Sunday 26 February 2012

Improving the Rig

I've spent quite a lot of the time this term fixing problems and improving aspects of the rig.

The first glitch I went to fix was a problem with the right jowl. When the control for this was moved upwards for a snarl it would cause the whole joint to flip 90 degrees for some reason. The flipping problem was only apparent on the right hand side although the deformation on both jowls wasn't quite right; they would become slightly flat when the head was tilted upwards.

Here's a video of the problem:


The flipping problem was caused by the right jowl joint having a strange default rotation value of 180, 180, 180. This made it look complete normal while it was in fact flipped (I have no idea how that happened or how I missed it). This strange rotation cause the aim constraint to flip over when the joint hit a certain angle.

The way I fixed it was that I changed the values back to 0, 0, 0 and then made them controlled through IK handles instead of aim constraints. This fixed both the flipping problem and the slightly off deformation when the head was angled.
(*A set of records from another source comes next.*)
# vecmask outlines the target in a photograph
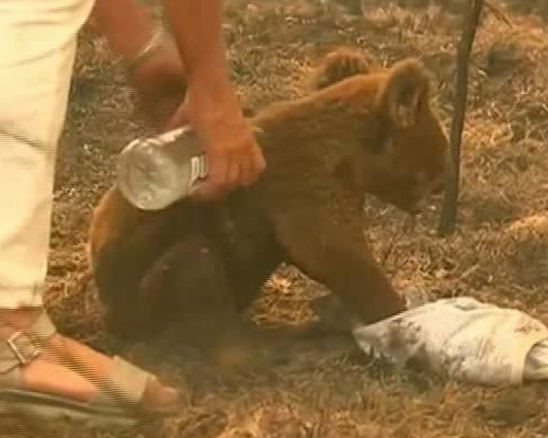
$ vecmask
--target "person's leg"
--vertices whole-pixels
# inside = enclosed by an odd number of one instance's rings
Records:
[[[8,387],[15,377],[22,377],[24,390],[87,402],[100,390],[90,376],[107,378],[113,371],[110,358],[56,334],[52,326],[43,353],[27,365],[16,362],[13,346],[21,344],[12,338],[32,328],[42,312],[56,149],[76,36],[92,4],[0,1],[0,413],[7,405],[2,395],[13,396]],[[13,342],[7,342],[10,338]],[[80,368],[66,360],[67,353]],[[13,373],[15,367],[21,373]],[[145,390],[145,404],[168,405],[175,396],[156,381]]]

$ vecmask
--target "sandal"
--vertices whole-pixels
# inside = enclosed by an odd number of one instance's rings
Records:
[[[23,389],[21,367],[38,357],[39,345],[56,332],[43,312],[31,330],[16,332],[8,341],[0,341],[0,416],[23,413],[41,419],[70,419],[102,427],[132,426],[139,419],[159,419],[178,413],[176,403],[153,411],[140,407],[139,401],[147,382],[156,377],[121,357],[114,357],[113,370],[107,379],[101,379],[101,382],[93,379],[99,394],[90,402]]]

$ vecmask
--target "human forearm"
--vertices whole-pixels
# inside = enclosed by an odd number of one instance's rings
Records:
[[[153,33],[150,12],[136,0],[95,0],[93,18],[115,56],[134,58]]]
[[[186,68],[189,85],[207,83],[207,88],[228,88],[230,72],[222,35],[222,0],[162,1]]]

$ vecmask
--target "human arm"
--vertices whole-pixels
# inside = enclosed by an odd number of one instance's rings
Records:
[[[134,60],[158,32],[150,11],[136,0],[95,0],[93,24],[105,37],[115,57],[123,59],[129,82],[137,90],[138,104],[160,130],[184,100],[184,66],[172,39],[160,39],[150,55]]]
[[[196,197],[217,197],[238,185],[251,184],[265,166],[230,81],[222,35],[222,1],[162,1],[185,66],[185,115],[209,162],[208,181],[196,192]]]

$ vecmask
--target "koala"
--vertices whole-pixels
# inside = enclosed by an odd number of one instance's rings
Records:
[[[241,314],[282,263],[361,323],[406,309],[368,246],[363,203],[372,195],[414,215],[444,189],[448,139],[427,71],[414,58],[372,68],[341,48],[312,83],[250,118],[267,163],[253,185],[160,211],[135,208],[115,185],[103,194],[88,247],[109,332],[142,339],[175,325],[216,360],[244,362],[260,355]]]

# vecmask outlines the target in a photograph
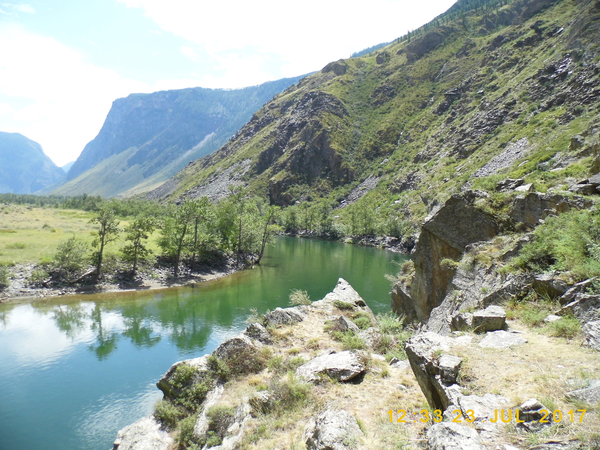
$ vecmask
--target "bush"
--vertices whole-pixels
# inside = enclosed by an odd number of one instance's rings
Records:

Here's how the improvement looks:


The next thing I did was improve the IK controls in the legs. Previously the leg was positioned using a controller around the foot and then the wrist rotation was controlled separately with an FK control. This setup was quite unintuitive as I found out while animating the walk and run cycles last semester: I had to position the foot and then separately adjust the wrist/ankle angle which then caused the foot to change height and position on the floor and then required a readjustment of the IK control to correct the position.

Here's a demonstration:


Ideally I wanted both IK control and rotational control of the feet in a single control so I could position the foot and have it pivot around the base when I added rotation. The way I got this to work was I added another IK handle to the joint nearest the floor (the equivalent of the ball of the foot on a human) and made it sticky. I then grouped this new IK handle with the original one at the heel/wrist and made the group a child of the control curve.

Here's the result:


This control setup is much more preferable to the previous one.

The next problem was to do with scaling the rig. There were some glitches left behind from last semester to do with scaling in relation to the muscles. I thought I had dealt with this by connecting the 'tiger scale' attribute into the 'user scale' of the muscles but this appears only to influence the size of the NURBS objects which make up the muscles and not their weighted influence on the mesh.

The result of this is pretty weird...


This was a fairly simple fix but it took a bit of searching to find the right attribute to connect to. Here's the scaling working properly:


After that I noticed that the deformation around the shoulder and scapular areas was really quite off. Here's what I mean:


This was a case of editing the weights in these areas (NOT fun).

After a lot of tedious work I ended up with some much better deformation and some easier-to-select Pole Vector curves:


I might see if I can make the deformation even better but so far I'm fairly happy with the way it's working.

That's all for now. More updates soon.